There were 27, 25 and 24 articles that met criteria for inclusion in meta-analyses of obesity, pre-gestational diabetes (PGDB) and gestational diabetes (GDB), respectively. There was an association between being overweight/obese and CHD (OR 1.32; 95%CI 1.16-1.50). We observed a dose-effect relationship, with ORs for being overweight, obese and morbidly obese being respectively 1.06 (95%CI 1.02-1.10), 1.17 (95%CI 1.12-1.23) and 1.43 (95%CI 1.35-1.53). PGDB was associated with CHD with an OR of 3.51 [95%CI 2.86-4.3]. Odds ratio between type I (OR 3.45; 95%CI 2.28-5.22) and type II (OR 2.88; 95%CI 1.58-5.26) diabetes were similar. Significant heterogeneity was observed (I2 = 85%, p = 0.0001), likely in part due to variations in measures of exposition. The effect size of GDB was less than PGDB (OR 1.27; 95%CI 1.06-1.53). Some studies reported a dose-effect relationship between HgA1C and CHD risk, but insufficient data existed for a meta-analysis.
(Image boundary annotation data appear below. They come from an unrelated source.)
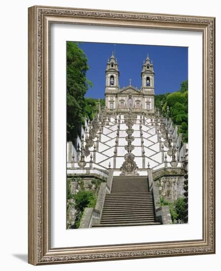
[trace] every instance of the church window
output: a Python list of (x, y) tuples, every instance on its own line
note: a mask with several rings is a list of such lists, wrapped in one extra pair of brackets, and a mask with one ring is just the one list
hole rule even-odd
[(111, 75), (110, 78), (110, 85), (113, 86), (114, 85), (114, 78), (113, 75)]
[(127, 100), (127, 107), (128, 108), (132, 108), (133, 107), (133, 100), (131, 98), (129, 98)]
[(139, 109), (140, 108), (140, 102), (136, 102), (136, 108), (137, 109)]

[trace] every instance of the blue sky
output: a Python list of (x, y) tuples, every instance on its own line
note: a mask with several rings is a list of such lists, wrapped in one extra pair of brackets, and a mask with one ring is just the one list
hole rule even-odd
[(155, 94), (177, 91), (181, 82), (188, 79), (188, 47), (96, 42), (79, 43), (79, 47), (88, 58), (87, 77), (94, 84), (87, 97), (104, 97), (105, 71), (113, 51), (118, 60), (121, 88), (129, 84), (129, 78), (132, 86), (140, 88), (142, 65), (147, 54), (154, 64)]

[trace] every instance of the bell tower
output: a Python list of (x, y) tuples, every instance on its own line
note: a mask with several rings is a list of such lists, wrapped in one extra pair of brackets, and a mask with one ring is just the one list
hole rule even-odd
[(148, 54), (142, 66), (141, 92), (145, 96), (143, 108), (152, 113), (154, 111), (154, 65)]
[(112, 52), (110, 60), (107, 60), (105, 70), (105, 105), (108, 109), (113, 109), (117, 107), (117, 94), (119, 90), (118, 63)]

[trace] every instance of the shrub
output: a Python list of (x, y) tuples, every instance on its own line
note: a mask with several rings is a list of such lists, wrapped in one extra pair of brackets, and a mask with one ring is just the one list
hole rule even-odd
[(186, 104), (187, 102), (187, 98), (182, 94), (177, 91), (169, 94), (166, 97), (166, 102), (169, 107), (173, 106), (177, 102), (182, 104)]
[(174, 202), (169, 202), (162, 197), (160, 197), (159, 204), (160, 206), (168, 205), (169, 206), (173, 223), (176, 223), (178, 221), (184, 223), (186, 214), (184, 198), (178, 198)]
[(185, 205), (184, 198), (179, 198), (174, 202), (174, 209), (177, 214), (177, 219), (184, 221), (186, 215)]
[(92, 191), (80, 191), (74, 195), (73, 198), (75, 208), (80, 212), (89, 205), (90, 207), (95, 207), (96, 204), (96, 197)]

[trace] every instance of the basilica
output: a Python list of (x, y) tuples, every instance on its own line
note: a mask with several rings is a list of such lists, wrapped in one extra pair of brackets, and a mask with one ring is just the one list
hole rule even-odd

Conclusion: Pre-gestational diabetes is strongly and consistently associated with CHD risk. Further studies are necessary to assess whether glycemic control decreases the risk of CHD. The association of gestational diabetes and obesity with CHD was weaker, although there was a dose-response pattern with severity of obesity.